Cependant, les activités équestres ont été confrontées à plusieurs chocs externes au cours de la dernière décennie (modification de la fiscalité, changement des rythmes scolaires, restrictions d’activités lors de la pandémie de Covid-19, etc.). Ces chocs ont modifié les comportements des pratiquants et mis en lumière la fragilité économique d’un écosystème reposant majoritairement sur des structures privées, contrairement à d’autres sports pour lesquels les infrastructures sont co-financées par différents fonds publics. Cette particularité oblige les passionnés à gérer leurs activités de manière commerciale, ce qui nécessite des compétences et des ressources variées de la part des dirigeants.

Concernant les pratiquants, on peut établir une distinction entre deux groupes majeurs qui fait l’objet de nos récentes recherches : les usagers « en structure » et les « hors structure ». D’une part, les « en structure » sont souvent des licenciés fédéraux, qu’ils soient amateurs ou professionnels. Ils se différencient en fonction de leurs niveaux de compétence et de leurs tranches d’âge, bien que la majorité des licenciés se trouvent chez les femmes dans la tranche d’âge entre 9 et 16 ans.

D’autre part, les usagers « hors structure » sont des cavaliers ou propriétaires d’équidés détenant leurs animaux en dehors des structures professionnelles. Certains pratiquent des activités tournées vers l’extérieur ou non montées, d’autres sont licenciés, notamment pour leur pratique compétitive. Ainsi, environ 430 000 équidés et 220 000 usagers seraient « hors structure », pour un total d’un million d’équidés en France en 2023.
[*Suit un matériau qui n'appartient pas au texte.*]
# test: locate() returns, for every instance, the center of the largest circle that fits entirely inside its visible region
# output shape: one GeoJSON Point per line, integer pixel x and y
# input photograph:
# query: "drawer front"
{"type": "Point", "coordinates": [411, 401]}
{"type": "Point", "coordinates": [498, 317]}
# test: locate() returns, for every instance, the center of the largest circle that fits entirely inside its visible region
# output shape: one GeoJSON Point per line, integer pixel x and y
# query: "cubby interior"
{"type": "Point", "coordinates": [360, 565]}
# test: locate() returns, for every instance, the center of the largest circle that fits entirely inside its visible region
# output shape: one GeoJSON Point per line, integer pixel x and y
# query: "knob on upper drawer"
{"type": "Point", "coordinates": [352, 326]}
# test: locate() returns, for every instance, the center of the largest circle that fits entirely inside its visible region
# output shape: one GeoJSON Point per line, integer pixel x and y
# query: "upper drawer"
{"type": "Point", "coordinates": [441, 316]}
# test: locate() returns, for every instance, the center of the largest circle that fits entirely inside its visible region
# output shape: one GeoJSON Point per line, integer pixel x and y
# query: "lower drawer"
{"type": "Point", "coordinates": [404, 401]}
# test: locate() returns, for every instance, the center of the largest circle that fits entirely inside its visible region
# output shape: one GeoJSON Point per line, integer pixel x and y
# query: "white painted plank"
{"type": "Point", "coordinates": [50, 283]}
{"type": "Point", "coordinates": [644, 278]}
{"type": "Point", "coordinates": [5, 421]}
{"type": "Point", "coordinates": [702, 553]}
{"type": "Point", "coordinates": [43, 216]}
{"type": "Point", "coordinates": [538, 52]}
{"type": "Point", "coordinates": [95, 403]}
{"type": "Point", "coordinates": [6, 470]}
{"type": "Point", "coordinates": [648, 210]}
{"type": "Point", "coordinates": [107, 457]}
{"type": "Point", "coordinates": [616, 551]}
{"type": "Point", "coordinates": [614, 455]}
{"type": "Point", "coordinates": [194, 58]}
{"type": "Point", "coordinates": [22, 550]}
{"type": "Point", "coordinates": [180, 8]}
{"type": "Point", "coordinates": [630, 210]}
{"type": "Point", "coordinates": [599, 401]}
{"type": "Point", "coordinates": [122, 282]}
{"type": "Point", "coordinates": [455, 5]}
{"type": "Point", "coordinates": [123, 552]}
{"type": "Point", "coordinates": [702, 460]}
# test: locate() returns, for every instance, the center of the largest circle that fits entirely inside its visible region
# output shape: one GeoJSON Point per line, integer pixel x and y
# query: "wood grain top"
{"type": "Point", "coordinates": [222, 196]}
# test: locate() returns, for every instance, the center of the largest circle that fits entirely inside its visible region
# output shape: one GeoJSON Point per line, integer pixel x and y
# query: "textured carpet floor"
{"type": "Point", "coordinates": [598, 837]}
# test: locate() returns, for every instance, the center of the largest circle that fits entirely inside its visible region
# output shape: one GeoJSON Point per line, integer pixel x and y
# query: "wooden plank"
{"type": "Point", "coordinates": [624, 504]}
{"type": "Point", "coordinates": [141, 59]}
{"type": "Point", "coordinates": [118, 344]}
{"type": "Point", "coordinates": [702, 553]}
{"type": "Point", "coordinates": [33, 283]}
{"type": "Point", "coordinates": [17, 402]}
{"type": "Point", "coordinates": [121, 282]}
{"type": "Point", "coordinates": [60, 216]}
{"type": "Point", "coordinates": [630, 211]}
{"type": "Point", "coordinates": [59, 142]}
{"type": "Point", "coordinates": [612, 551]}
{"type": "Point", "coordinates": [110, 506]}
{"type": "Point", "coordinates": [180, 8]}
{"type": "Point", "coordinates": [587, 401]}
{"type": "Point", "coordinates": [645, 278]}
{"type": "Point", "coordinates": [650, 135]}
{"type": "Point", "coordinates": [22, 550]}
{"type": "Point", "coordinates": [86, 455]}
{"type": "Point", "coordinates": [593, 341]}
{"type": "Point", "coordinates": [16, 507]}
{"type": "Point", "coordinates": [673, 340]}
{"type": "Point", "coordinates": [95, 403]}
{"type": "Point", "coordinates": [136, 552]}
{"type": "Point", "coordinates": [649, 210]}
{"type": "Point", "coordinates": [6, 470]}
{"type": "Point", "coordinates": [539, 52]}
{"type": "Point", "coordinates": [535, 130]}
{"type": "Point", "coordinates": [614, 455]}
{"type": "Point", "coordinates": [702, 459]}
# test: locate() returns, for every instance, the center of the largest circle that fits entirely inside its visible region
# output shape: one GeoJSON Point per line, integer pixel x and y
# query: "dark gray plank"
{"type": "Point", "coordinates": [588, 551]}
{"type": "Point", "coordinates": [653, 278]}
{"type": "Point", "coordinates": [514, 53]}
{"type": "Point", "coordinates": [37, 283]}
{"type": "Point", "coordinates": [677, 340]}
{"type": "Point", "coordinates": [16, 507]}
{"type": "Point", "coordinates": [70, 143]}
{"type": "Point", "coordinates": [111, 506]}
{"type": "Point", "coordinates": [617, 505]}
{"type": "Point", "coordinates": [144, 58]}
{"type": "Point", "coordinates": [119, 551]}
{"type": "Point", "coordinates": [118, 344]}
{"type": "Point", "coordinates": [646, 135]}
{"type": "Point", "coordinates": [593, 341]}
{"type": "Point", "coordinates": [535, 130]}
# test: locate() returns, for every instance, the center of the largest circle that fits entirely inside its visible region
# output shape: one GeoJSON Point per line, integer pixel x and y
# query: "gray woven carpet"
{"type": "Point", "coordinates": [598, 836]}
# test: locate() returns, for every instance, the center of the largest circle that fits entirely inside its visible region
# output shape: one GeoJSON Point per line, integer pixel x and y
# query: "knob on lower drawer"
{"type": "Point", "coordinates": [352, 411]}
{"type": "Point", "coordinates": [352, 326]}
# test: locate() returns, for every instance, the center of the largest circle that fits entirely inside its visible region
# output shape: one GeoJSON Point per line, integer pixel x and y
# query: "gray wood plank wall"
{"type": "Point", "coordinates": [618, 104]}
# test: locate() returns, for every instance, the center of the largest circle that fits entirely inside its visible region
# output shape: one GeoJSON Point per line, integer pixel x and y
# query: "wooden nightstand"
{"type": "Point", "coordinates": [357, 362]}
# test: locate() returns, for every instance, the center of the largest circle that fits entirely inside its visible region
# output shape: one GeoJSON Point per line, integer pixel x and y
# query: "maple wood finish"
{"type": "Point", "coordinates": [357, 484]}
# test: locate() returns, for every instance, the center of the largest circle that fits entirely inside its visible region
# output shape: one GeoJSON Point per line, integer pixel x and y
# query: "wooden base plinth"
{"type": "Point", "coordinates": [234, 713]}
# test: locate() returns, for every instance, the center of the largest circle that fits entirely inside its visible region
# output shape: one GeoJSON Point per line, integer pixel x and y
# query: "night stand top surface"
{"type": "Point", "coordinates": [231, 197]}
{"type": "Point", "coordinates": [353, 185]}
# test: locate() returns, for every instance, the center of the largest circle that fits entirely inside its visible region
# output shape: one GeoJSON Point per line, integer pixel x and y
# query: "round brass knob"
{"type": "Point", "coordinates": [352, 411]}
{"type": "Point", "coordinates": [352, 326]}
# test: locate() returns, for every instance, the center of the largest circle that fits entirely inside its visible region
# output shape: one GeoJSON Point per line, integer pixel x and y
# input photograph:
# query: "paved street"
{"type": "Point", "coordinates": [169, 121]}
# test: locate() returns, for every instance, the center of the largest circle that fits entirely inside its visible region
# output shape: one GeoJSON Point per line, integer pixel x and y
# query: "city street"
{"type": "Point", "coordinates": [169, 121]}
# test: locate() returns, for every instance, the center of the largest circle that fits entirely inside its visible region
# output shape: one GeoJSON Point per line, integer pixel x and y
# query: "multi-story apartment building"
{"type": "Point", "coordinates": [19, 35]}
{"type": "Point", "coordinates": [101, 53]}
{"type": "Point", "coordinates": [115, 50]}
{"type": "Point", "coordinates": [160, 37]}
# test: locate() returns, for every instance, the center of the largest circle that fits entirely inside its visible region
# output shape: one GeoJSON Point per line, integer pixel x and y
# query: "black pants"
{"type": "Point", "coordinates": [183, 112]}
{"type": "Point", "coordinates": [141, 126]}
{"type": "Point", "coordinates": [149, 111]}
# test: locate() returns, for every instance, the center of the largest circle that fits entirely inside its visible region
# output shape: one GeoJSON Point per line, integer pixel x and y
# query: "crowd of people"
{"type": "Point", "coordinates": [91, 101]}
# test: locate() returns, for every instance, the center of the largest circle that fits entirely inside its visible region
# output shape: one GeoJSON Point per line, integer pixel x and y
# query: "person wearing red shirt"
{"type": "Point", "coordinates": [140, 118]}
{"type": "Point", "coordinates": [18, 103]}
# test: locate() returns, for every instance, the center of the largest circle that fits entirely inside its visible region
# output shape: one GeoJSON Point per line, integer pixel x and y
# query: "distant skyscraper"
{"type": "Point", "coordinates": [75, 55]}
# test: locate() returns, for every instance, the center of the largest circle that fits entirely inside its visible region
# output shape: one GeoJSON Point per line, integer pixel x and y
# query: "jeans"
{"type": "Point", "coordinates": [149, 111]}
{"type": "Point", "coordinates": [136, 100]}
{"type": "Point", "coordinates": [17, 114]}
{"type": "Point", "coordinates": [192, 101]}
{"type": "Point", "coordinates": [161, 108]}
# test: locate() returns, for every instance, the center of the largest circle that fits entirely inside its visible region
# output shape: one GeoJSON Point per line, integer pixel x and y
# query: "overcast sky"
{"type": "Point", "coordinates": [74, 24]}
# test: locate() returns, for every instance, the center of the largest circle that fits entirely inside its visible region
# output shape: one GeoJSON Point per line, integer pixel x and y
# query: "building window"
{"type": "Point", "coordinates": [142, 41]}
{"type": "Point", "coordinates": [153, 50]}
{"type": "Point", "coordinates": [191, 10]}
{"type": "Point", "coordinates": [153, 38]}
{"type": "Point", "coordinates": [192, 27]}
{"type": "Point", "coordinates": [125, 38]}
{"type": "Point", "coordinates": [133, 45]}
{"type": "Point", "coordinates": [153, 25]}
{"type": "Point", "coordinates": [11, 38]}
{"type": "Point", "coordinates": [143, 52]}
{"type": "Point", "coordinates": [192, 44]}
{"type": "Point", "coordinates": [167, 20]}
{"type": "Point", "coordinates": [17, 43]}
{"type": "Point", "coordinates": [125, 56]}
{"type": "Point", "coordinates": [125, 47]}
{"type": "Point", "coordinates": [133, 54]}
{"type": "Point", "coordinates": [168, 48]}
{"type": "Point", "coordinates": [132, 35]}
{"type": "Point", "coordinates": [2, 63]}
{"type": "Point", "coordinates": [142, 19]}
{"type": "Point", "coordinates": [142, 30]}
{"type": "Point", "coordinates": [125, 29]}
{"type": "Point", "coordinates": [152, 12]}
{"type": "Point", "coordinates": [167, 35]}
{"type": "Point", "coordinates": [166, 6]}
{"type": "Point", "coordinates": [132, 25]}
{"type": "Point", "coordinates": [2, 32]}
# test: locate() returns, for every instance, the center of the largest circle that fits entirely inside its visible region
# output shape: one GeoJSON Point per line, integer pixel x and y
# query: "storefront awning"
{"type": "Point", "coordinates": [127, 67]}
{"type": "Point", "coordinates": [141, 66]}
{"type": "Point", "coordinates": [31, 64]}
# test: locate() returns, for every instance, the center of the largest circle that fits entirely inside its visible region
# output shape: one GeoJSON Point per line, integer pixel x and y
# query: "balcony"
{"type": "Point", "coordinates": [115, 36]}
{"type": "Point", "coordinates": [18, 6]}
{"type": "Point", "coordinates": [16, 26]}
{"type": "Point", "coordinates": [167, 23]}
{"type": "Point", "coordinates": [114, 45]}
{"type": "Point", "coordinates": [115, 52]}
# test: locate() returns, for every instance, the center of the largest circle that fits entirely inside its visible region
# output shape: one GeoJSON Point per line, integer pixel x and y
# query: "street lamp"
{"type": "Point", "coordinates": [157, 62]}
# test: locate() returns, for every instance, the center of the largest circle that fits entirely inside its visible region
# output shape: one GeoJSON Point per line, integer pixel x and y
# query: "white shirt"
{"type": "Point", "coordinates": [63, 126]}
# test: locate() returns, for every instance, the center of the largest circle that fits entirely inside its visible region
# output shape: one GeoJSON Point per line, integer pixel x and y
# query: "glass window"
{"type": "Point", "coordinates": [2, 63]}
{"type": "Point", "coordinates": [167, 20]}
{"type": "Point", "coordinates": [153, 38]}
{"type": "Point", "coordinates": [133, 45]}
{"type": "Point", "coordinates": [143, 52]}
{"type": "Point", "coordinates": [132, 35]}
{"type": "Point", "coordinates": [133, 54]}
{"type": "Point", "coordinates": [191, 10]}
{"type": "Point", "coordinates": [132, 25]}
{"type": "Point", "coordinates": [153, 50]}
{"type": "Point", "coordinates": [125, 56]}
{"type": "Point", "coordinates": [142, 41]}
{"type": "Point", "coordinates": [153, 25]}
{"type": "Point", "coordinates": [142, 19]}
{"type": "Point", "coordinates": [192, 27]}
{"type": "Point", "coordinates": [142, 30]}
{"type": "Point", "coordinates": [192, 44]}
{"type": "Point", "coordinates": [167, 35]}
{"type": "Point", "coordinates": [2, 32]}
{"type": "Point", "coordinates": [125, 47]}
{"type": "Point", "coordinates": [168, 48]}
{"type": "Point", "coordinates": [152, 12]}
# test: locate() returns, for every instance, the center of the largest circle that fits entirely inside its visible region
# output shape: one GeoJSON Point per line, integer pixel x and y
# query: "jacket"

Les poneys bientôt interdits à Paris

Pourtant, les activités équines soulèvent des préoccupations qui reflètent les transformations de notre société, notamment en matière de protection animale et de bien-être équin. Toutes les utilisations des chevaux, qu’elles relèvent de la performance sportive, du travail agricole, de la production de viande ou des loisirs exigent en effet une attention accrue à leurs santés physique et mentale.

Ainsi, les critiques portées contre les conditions de vie et de travail des chevaux se multiplient jusqu’à remettre en question la durabilité de certaines pratiques traditionnelles : polémiques autour de la traction équine en ville comme à Saint-Malo en 2023 ; interdiction des balades à poneys dans Paris à partir de 2025 ; irruptions de militants au cours de compétitions sportives comme à Bordeaux en début d’année, etc.

Sur le plan environnemental, les équidés présentent de nombreux « atouts verts » générant des externalités positives. Néanmoins, les courses et les sports équestres ont des répercussions environnementales notables, notamment liées au transport de ces animaux et des publics lors des manifestations ou encore à l’arrosage nécessaire des sols pour garantir la sécurité et la conformité des conditions de travail et de compétition.

Recherche moniteurs

Dans un contexte de sensibilisation croissante de l’opinion publique à la préservation de la nature, la prise de conscience des enjeux écologiques gagne en importance au sein des acteurs de la filière équine. Ces derniers entrent actuellement dans une démarche de réinterrogation de leurs pratiques, dans un objectif de gestion plus durable limitant leur empreinte environnementale, condition sine qua none du maintien même de certaines activités hippiques et équestres (gestion de l’utilisation de l’eau pour les sols, démarche qualité en faveur de l’environnement et du bien-être avec l’outil de diagnostic CAP2er-équin et le label EquuRES).

La gestion de la main-d’œuvre dans le secteur équestre représente également un enjeu majeur. Malgré la passion qu’ils suscitent, les métiers équestres peinent à attirer de nouveaux talents, le métier de moniteur d’équitation étant particulièrement en tension. L’adaptation de la formation et l’amélioration des conditions de travail constituent donc une autre problématique pour assurer la stabilité et l’excellence de la filière.

En somme, la filière équine est aujourd’hui actuellement confrontée à une série de défis. Les principales institutions doivent ainsi l’accompagner pour pérenniser ce secteur économique qui occupe une place particulière en France.


Pascale Heydemann, chargée d’études à l’Institut français du cheval et de l’équitation (IFCE), a contribué à la rédaction cet article.